こちらはウィルスが働きにくい環境を作ろうという予防法ですね。

 

一般的にウィルスの感染力は低温・低湿度になると強くなるといわれています。

 

2007年にマウントサイナイ医科大学が出した論文によると室温20℃以上、湿度50%以上でウィルスの感染力が低下することが確認されています。
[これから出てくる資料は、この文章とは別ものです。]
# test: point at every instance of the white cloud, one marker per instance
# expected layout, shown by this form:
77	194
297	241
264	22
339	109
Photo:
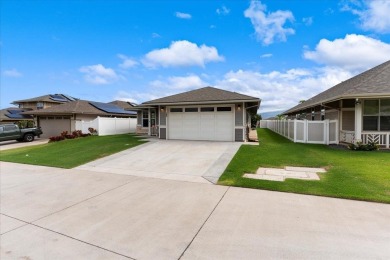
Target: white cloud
266	55
282	90
223	10
269	26
98	74
307	20
182	53
373	14
354	52
127	62
183	15
180	83
12	73
134	96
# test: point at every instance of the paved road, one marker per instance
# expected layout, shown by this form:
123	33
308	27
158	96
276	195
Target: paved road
50	213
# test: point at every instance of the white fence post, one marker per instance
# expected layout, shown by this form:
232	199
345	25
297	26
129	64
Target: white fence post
326	131
295	130
305	131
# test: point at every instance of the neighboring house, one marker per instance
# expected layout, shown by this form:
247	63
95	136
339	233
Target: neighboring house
203	114
59	118
361	105
123	104
12	115
43	101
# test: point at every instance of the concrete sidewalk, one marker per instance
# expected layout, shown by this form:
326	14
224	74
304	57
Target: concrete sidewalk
49	213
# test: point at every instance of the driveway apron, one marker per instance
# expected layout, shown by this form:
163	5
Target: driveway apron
193	161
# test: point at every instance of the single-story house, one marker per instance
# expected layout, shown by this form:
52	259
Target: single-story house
42	102
126	105
13	114
361	105
63	117
203	114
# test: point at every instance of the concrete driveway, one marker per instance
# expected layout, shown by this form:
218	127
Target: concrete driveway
49	213
194	161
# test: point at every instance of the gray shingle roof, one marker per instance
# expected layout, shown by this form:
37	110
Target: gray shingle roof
73	107
45	98
206	94
6	112
375	81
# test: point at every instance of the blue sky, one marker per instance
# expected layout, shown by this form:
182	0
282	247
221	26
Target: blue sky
279	51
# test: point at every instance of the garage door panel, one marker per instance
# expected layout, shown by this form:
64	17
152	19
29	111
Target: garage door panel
54	127
211	126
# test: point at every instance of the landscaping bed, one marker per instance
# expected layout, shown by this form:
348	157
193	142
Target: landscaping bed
70	153
359	175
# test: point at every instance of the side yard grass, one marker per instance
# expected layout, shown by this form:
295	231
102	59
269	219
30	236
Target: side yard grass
351	174
71	152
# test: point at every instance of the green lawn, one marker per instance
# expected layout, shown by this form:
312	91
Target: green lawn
72	152
351	174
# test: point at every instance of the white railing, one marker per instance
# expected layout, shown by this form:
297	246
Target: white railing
381	138
108	125
303	131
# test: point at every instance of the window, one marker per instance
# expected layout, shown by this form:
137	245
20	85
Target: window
224	109
39	105
207	109
191	109
10	128
145	118
376	115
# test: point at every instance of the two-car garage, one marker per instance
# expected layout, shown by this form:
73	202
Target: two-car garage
211	123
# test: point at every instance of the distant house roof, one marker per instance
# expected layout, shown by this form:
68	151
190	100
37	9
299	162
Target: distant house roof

(ただし、温度20℃、湿度65%では感染力が下がらなかった)

 

また、低湿度では粘膜の防衛機能が低下するという研究も存在します。

 

ですから、部屋にいるときには室温20℃以上、湿度50%以上という数字を意識してみてください。

 

手洗い

こちらは接触感染による感染を予防しようという考え方ですね。

 

手を洗い手についたウィルスを洗い流すわけです。

 

ところで、皆さん手洗いはどれだけすればいいかご存知でしょうか?

 

10秒?20秒?1分?

 

この辺は議論があるところですが、とある医療従事者は「感染対策の基本研修では30秒の手もみ洗いと習った」と言っていました。

 

その一方で、平成18年の研究報告では10秒と30秒では効果は変わらず、1分間の手洗いもしくは10秒の手洗いを2回行うのがいいと報告されています。

 

時間による効果の差はありますが、何秒だろうが洗わないよりかはずっといいので手洗いはしましょう。

 

うがい

こちらは飛沫感染、接触感染両方を予防する方法ですね。

 

飛沫感染にせよ接触感染にせよ口の中に入ってしまったウィルスを洗い流そうという予防法です。

 

唐突ですが、皆さんうがい薬って使ってますか?

 

イソジンとかですね。

 

うがいの風邪やインフルエンザ予防について調べてみると、うがい薬の効果を疑問視する話が結構多いんですね。

 

その一つが、酪農学園大学の記事です。

 

この記事で紹介されている論文では387人をくじ引きで3つのグループに分けて2か月で風にかかった人の比率を出しています。

 

グループ分けは以下の通りです。

 

グループ①:水でうがいをするグループ
グループ②:うがい薬でうがいをするグループ
グループ③:うがいをしないグループ

 

結果、グループ①(水でうがいをする)の人たちが一番風邪にかかりにくく、グループ②(うがい薬でうがいをする)とグループ③(うがいをしない)の間に差はないということを報告しています。

 

また、平成9年に報告された研究では、うがい薬よりも紅茶でうがいをしたほうがインフルエンザの予防になるということが報告されています。

 

いずれの研究でも、うがい薬はのどの粘膜を傷つけ、結果として感染リスクを高めているのではないかと考えられています。

 

以上のことより、うがいは水か紅茶でするのをおすすめします。

 

人ごみを避ける

こちらは飛沫感染、接触感染両方を予防する方法ですね。

 

感染者に近づかないことが一番の予防なのかもしれませんね。

 

マスクの着用

こちらは飛沫感染を予防する方法ですね。

 

日本人はマスク好きですよね。

 

風邪だろうがなかろうが年中マスクつけてる人もいますよね。

 

さっさと結論を書いてしまいますが、実はこのマスク着用という予防方法、科学的根拠がないんです。

 

2010年に千葉科学大学が『マスク着用にインフルエンザ予防のエビデンスはあるか?』という研究報告をしています。

 

この報告は世界のマスク着用の感染防止効果を調べた論文をまとめたものとなっています。

 

その結果、マスクの感染防止効果を報告している論文はあるものの、より臨床に近い条件の論文ではその効果が否定されているとしています。

 

一方で手洗いに関しては小児肺炎などの感染予防効果があると認めています。

 

ちなみに、こういった研究を元にしているのか、WHO(世界保健機関)やCDC(米疾病対策センター)のインフルエンザ予防ガイドラインは、マスクの着用よりも手洗いを強く進めています。

 

まとめ

今回、インフルエンザの予防方法について科学的な視点を含めてまとめました。

 

その結果、巷に流れている予防方法に怪しげな情報が混ざっていることがわかりました。

 

ex)マスクの着用、うがい薬の使用

 

皆さんもインフルエンザを予防して Happy!! な冬を過ごしましょう!